The ASA Executive Committee, in response to the unprecedented conditions confronting its membership in 2020,

  1. recognizes the definitive factors that make meeting in person impossible for the 2020 Annual Meeting in Baltimore; and
  2. initiates contingency planning for the 2020 Annual Meeting in a manner that upholds ASA’s responsibility to serve marginalized and vulnerable people among its membership while upholding its financial responsibilities as a member-based organization.

The culture of expectation that defines much of the hegemonic academy is not only “toxic” in this moment, but is imminently, asymmetrically fatal to specific communities that constitute the ASA membership. As many of us continue to fight the onslaught of “return to classroom” planning among college and university administrations, we cannot presume access to normative conditions of professional conference travel, large scale gathering, or even mundane everyday movement in the near future. Those of us living with disabilities (or caring for people with disabilities) are experiencing new forms and degrees of stress and vulnerability at this time, and it is clear that existing academic infrastructures (including and especially its culture of expectation) are neither feasible nor sustainable for people in such positions.
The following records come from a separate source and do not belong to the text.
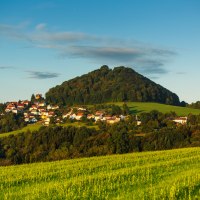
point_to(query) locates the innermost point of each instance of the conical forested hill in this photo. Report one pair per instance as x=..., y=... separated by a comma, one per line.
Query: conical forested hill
x=110, y=85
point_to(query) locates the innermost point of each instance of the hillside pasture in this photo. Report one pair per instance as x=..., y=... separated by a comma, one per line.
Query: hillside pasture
x=172, y=174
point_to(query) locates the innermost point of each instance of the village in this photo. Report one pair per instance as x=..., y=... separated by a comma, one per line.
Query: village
x=39, y=112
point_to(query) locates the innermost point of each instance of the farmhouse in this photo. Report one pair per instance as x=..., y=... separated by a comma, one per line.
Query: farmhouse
x=180, y=120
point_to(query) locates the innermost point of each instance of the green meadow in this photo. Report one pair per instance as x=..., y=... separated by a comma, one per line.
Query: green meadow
x=30, y=127
x=139, y=107
x=172, y=174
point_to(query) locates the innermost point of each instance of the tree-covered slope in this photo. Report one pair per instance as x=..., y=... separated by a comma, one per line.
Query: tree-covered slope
x=107, y=85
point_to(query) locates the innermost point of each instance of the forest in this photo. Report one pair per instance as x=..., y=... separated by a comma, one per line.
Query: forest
x=157, y=132
x=107, y=85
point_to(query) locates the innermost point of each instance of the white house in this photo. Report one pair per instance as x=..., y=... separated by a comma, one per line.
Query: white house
x=180, y=120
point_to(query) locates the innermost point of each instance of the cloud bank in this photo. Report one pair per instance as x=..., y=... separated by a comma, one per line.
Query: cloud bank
x=148, y=59
x=42, y=75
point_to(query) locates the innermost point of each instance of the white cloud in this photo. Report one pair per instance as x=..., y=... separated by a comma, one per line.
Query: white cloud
x=40, y=27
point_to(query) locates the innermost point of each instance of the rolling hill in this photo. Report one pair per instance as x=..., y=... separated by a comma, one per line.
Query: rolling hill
x=107, y=85
x=172, y=174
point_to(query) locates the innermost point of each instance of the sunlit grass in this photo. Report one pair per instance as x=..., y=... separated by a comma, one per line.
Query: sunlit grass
x=172, y=174
x=30, y=127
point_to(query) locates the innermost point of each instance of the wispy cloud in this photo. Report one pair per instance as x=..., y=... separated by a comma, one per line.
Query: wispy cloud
x=40, y=27
x=180, y=73
x=6, y=67
x=42, y=75
x=147, y=58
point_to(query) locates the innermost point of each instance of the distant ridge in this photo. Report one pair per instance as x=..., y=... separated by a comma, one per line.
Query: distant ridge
x=110, y=85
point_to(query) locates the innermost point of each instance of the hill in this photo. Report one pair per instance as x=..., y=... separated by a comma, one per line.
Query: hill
x=173, y=174
x=140, y=107
x=107, y=85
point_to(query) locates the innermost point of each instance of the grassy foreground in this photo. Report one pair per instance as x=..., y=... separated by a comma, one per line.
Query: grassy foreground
x=173, y=174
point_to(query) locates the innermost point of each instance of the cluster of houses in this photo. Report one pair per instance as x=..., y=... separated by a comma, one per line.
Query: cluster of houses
x=40, y=111
x=33, y=112
x=97, y=116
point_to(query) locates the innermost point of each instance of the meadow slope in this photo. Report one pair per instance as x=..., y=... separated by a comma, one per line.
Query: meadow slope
x=172, y=174
x=139, y=107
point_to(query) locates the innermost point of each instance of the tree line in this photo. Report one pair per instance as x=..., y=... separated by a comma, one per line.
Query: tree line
x=107, y=85
x=157, y=132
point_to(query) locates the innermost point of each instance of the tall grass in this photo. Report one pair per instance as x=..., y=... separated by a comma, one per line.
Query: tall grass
x=173, y=174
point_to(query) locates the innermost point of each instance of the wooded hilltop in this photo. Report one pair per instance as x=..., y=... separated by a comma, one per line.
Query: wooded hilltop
x=110, y=85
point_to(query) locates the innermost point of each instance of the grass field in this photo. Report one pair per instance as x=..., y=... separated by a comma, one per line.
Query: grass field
x=31, y=127
x=79, y=124
x=139, y=107
x=173, y=174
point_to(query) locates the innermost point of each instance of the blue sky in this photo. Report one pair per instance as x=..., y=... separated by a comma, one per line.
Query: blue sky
x=46, y=42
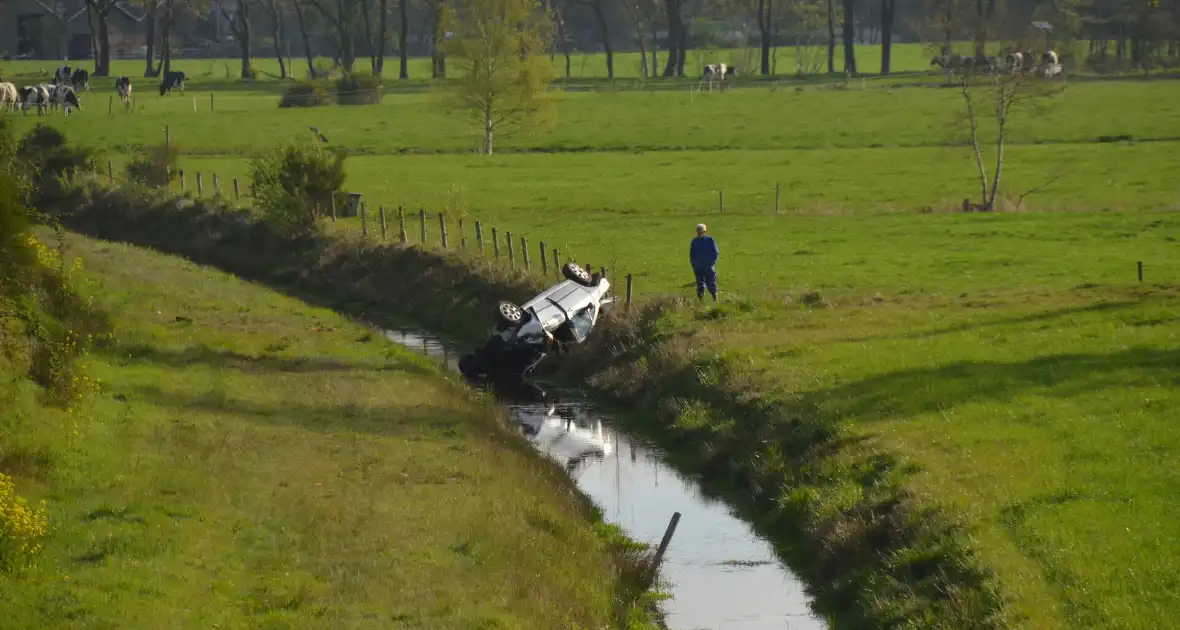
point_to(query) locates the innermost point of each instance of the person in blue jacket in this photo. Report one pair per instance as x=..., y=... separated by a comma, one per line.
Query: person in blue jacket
x=702, y=255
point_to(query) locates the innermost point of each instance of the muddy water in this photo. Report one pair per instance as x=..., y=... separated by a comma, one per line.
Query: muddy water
x=722, y=575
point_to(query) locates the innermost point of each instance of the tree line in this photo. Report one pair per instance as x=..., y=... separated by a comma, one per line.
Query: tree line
x=1121, y=34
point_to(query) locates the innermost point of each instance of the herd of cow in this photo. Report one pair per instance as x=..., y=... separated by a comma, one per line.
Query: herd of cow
x=1014, y=63
x=63, y=91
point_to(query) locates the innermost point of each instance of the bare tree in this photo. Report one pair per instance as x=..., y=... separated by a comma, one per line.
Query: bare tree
x=1004, y=92
x=597, y=7
x=240, y=24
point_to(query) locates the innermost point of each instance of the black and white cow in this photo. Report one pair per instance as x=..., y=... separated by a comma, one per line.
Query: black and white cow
x=172, y=79
x=10, y=97
x=123, y=87
x=34, y=96
x=80, y=79
x=716, y=72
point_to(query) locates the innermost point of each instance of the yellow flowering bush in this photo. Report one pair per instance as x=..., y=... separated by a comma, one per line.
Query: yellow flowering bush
x=21, y=527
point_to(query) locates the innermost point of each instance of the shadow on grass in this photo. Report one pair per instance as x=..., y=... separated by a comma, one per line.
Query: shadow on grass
x=222, y=359
x=327, y=419
x=1100, y=308
x=1060, y=375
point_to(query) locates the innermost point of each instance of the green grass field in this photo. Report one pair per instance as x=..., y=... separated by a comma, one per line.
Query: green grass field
x=253, y=461
x=1013, y=358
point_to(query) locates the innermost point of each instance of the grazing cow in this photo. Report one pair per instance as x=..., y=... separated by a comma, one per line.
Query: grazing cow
x=123, y=87
x=65, y=97
x=716, y=72
x=171, y=79
x=34, y=96
x=8, y=97
x=80, y=79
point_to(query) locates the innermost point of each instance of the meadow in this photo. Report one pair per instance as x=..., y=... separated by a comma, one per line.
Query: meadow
x=1014, y=359
x=251, y=461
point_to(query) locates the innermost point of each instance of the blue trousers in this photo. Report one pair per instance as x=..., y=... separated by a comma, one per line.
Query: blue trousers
x=706, y=279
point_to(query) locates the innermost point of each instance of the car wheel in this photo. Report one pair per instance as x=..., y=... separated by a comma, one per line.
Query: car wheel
x=510, y=314
x=577, y=274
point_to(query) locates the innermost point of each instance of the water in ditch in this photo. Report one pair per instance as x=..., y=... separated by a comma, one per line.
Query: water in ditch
x=722, y=575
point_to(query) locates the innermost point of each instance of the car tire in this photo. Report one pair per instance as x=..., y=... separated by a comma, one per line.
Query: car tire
x=574, y=273
x=509, y=314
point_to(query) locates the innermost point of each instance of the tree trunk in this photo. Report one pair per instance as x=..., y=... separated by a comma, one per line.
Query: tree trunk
x=307, y=40
x=831, y=37
x=487, y=131
x=382, y=27
x=604, y=28
x=103, y=67
x=764, y=28
x=277, y=34
x=850, y=32
x=438, y=63
x=404, y=39
x=675, y=44
x=243, y=35
x=150, y=40
x=887, y=7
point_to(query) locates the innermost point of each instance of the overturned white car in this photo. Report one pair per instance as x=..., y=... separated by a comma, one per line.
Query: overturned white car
x=525, y=334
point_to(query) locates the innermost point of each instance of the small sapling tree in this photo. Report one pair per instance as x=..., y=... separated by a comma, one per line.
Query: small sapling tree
x=500, y=46
x=1004, y=92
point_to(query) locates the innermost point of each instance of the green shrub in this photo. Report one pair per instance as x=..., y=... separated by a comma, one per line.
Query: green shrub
x=156, y=166
x=296, y=184
x=359, y=90
x=48, y=159
x=308, y=93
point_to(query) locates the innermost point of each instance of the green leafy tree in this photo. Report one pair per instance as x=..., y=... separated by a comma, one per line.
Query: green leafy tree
x=500, y=46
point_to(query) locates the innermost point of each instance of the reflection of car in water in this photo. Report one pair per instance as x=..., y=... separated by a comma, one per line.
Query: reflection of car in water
x=525, y=334
x=563, y=432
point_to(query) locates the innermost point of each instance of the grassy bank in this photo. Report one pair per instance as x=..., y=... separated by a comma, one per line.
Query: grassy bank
x=884, y=560
x=254, y=461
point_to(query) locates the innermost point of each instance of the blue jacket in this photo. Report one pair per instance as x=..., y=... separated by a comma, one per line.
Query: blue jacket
x=702, y=254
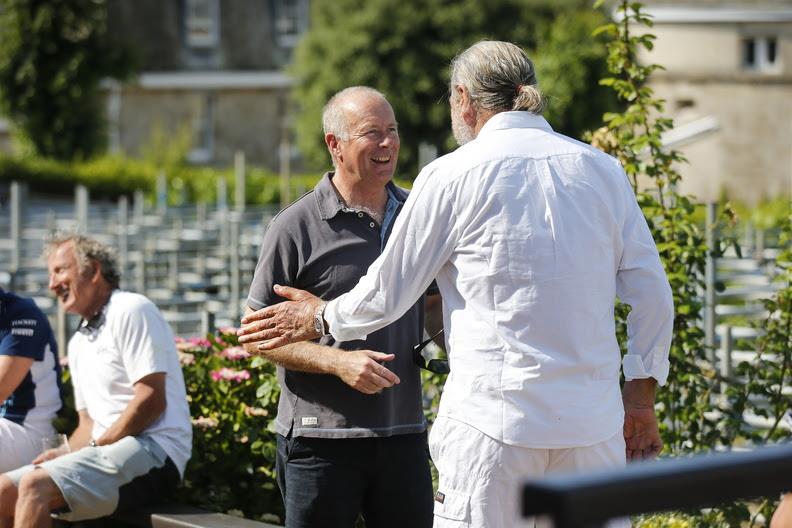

It is therefore crucial for the ASA to serve as a center of critical community building in these times.

Many of our members inhabit new, exacerbated, and/or asymmetrical vulnerabilities under the conditions of the COVID-19 pandemic. It is the ASA’s obligation to prioritize members’ health and well-being in every decision it makes.

We recognize that contingent faculty members, graduate students, independent scholars, and many assistant professors, among others in this community, are experiencing acute conditions of financial and institutional vulnerability at this time. Many of us are caring for elders, children, and loved ones (including incarcerated, unsheltered, and displaced loved ones) who remain under severe threat of infection and illness due to the spread and mismanagement of the COVID-19 pandemic. A good number of ASA members are highly endangered by the threat of coronavirus due to preexisting health conditions, and it is clear that Black, Latinx, Native and Indigenous, and LGBTQ+ people and communities are suffering from the pandemic in ways that directly reflect historical relations of anti-Blackness, racial-colonial violence, heteronormative patriarchy, and normalized transphobia.

For ASA members who have already registered for the 2020 Annual Meeting, there are multiple options. You can: 1) redirect your registration fee to the ASA Solidarity Fund to support contingent faculty; 2) apply your registration to support current and upcoming 2020 ASA Annual Meeting Freedom Courses; 3) forward your 2020 fee to the 2021 Annual Meeting; or 4) request a full refund. We will be sending a form to those members who have paid registration, with a request to indicate your preference by November 1. For the sake of protecting the ASA staff’s workload, please do not state your preference by replying to this email! (Members who do not respond to any of these options by November 1, 2020, will have their registration fees converted to support the ASA Solidarity Fund.)

Finally, on behalf of the ASA, it’s a pleasure to urge, cajole, and shake down our most financially privileged members to support the ASA either through our general trust or a dedicated fund for our growing list of initiatives. We recognize that the decisions the ASA and other academic organizations have made to cancel their in-person conferences are creating adverse impacts on people working in the hospitality industry. If you are able, please donate today to the UNITE HERE Education and Support Fund. As many know, the ASA is more than the Annual Meeting. The work it takes to support our collective ambitions requires resources as well as the tireless efforts of those of you who volunteer to lead and serve. I am grateful to you and to everyone for the scholarly contributions you bring to our association.

I look forward to hearing from you all. Expect to receive more from ASA leadership and me soon.